The New Orleans Saints are fighting an effort by lawyers for sexual abuse victims to make public hundreds of emails that, those lawyers allege, show how team executives provided public relations assistance to the local Roman Catholic diocese as it dealt with the fallout of a child sex abuse scandal.

“Obviously, the Saints should not be in the business of assisting the Archdiocese, and the Saints’ public relations team is not in the business of managing the public relations of criminals engaged in pedophilia,” the victims’ attorneys wrote in a court filing Jan. 17. “The Saints realize that if the documents at issue are made public, this professional sports organization also will be smearing itself.”

News of the legal battle was first reported Friday by the Associated Press, whose lawyers filed a motion supporting the release of the emails.

In a statement released Friday, the Saints acknowledged that team officials, including Greg Bensel, the team’s senior vice president of communications, helped the archdiocese in late 2018 when it was preparing for the release of a list of names of more than 50 former priests and church officials “credibly accused” of abuse. (Saints owner Gayle Benson is a friend of Archbishop Gregory Aymond’s.) But the team rejected the suggestion that it assisted in concealing information.

“The Archdiocese reached out to a number of community and civic minded leaders seeking counsel on handling the pending media attention that would come with the release of the clergy names in November of 2018,” the team said. “The advice was simple and never wavering.

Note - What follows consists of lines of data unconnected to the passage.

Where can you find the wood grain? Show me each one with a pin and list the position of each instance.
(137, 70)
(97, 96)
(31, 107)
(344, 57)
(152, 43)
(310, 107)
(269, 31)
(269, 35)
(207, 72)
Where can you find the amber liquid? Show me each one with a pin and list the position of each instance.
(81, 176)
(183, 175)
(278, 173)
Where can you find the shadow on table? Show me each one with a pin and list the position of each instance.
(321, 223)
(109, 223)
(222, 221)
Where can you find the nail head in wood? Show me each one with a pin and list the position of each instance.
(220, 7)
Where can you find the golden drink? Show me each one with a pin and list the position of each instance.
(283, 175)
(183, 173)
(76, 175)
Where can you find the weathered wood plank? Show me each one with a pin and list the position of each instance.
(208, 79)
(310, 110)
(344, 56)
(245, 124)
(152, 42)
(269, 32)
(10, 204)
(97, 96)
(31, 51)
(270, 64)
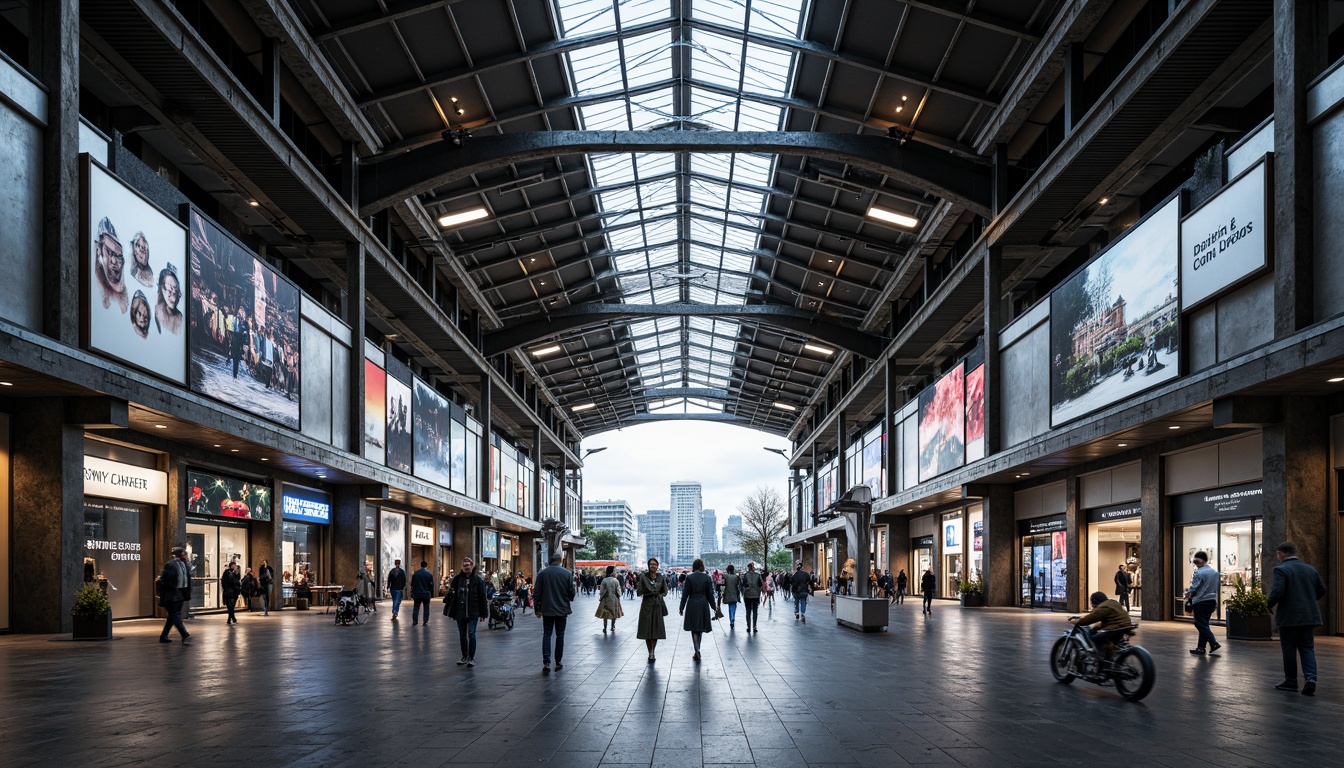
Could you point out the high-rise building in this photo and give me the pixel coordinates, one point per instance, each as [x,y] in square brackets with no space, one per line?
[613,515]
[733,533]
[708,531]
[657,538]
[686,525]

Be direct, open and fully transparent, while making sure that all law enforcement agencies were alerted. The New Orleans Saints, Greg Bensel and Mrs. Gayle Benson were and remain offended, disappointed and repulsed by the actions of certain past clergy.”

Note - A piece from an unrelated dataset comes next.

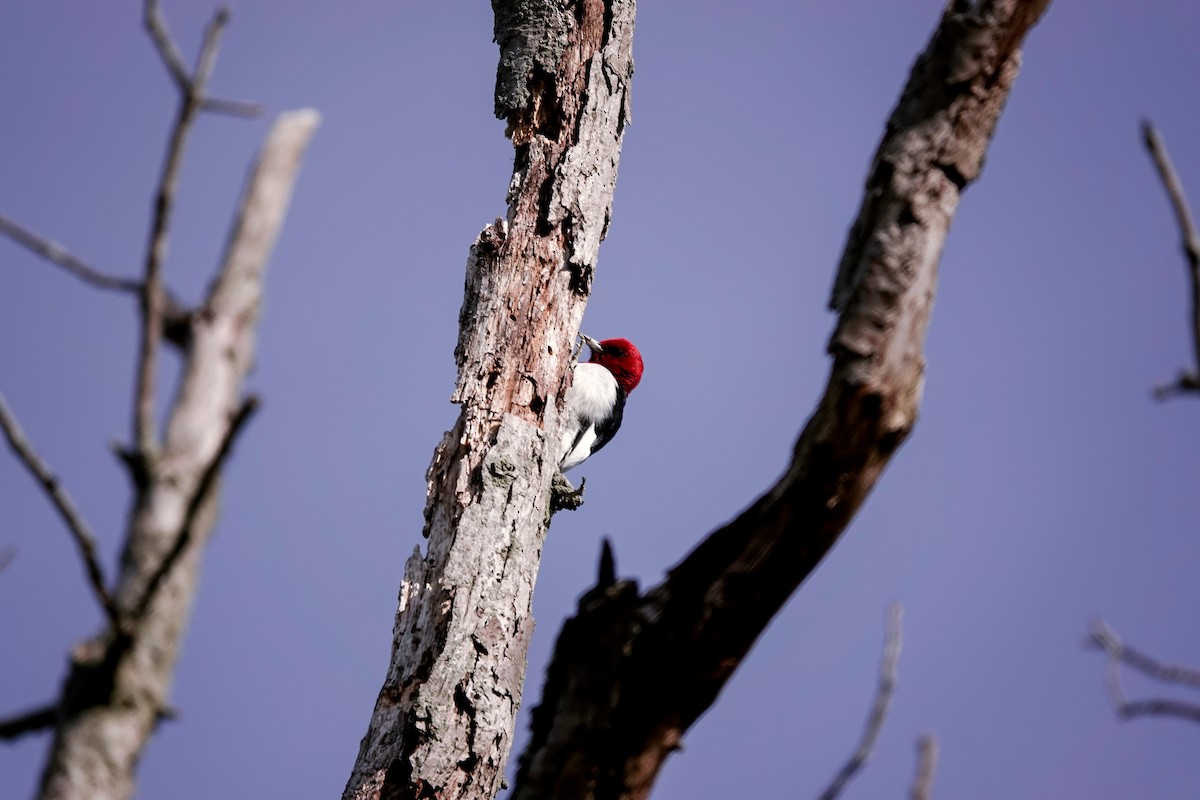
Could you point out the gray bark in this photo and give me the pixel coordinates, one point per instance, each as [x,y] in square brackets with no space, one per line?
[443,723]
[119,681]
[634,671]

The Saints said they have “no interest in concealing information from the press or public” and have asked the court to apply standard court rules regarding documents provided by the team.

“Until the documents are admitted into evidence at a public trial or hearing … the use of the documents should be limited to the parties to the case and their attorneys,” the team said.

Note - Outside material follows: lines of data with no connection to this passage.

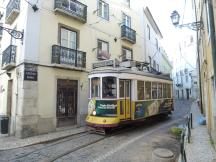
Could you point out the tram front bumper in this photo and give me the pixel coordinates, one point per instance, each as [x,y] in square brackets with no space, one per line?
[102,122]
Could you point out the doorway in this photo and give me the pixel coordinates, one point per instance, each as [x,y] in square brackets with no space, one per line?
[125,99]
[66,112]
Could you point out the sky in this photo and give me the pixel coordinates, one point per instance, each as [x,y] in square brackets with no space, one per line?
[161,11]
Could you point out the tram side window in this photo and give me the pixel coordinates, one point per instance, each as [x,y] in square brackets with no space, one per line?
[168,90]
[95,87]
[121,89]
[109,87]
[164,91]
[147,90]
[140,90]
[159,90]
[154,90]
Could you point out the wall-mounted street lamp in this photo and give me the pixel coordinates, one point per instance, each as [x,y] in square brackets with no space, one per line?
[14,33]
[175,17]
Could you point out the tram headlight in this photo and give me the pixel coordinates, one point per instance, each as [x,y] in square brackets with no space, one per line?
[94,112]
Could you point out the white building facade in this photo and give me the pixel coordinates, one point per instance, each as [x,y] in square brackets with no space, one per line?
[44,75]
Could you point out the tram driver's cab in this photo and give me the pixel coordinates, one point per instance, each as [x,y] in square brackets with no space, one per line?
[109,100]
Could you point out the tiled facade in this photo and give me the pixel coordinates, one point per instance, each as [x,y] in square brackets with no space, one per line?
[62,38]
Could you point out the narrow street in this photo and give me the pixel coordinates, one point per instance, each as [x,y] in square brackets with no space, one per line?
[134,143]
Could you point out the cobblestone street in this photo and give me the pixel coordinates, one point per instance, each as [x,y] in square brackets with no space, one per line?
[130,144]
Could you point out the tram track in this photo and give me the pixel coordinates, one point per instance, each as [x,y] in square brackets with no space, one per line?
[119,131]
[52,152]
[55,142]
[48,156]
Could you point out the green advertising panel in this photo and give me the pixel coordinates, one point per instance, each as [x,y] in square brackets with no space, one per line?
[106,108]
[146,108]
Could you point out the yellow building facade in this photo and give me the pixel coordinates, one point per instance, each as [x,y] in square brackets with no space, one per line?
[45,84]
[206,36]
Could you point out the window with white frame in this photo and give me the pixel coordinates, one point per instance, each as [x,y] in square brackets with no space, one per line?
[149,32]
[127,54]
[103,10]
[68,38]
[156,43]
[103,50]
[126,20]
[126,3]
[150,61]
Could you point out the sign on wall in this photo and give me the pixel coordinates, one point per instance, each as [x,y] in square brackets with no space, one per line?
[30,72]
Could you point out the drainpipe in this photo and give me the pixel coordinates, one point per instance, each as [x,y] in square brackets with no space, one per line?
[198,57]
[212,35]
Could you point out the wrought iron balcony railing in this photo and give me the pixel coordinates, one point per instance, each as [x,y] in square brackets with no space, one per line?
[9,57]
[12,11]
[72,8]
[67,56]
[128,34]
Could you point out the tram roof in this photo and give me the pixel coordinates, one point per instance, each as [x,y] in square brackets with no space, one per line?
[129,71]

The Saints provided the documents last year under the condition they would remain confidential, but lawyers for the victims have filed motions asking for them to be released.

The battle over the documents stems from a lawsuit filed by abuse victims against the diocese in civil district court in the Parish of Orleans over the handling of George Brignac, a longtime schoolteacher and deacon who was arrested in September on a charge of raping a preteen boy decades earlier.

A hearing in the case on issues including the Saints’ emails is scheduled for Jan. 31.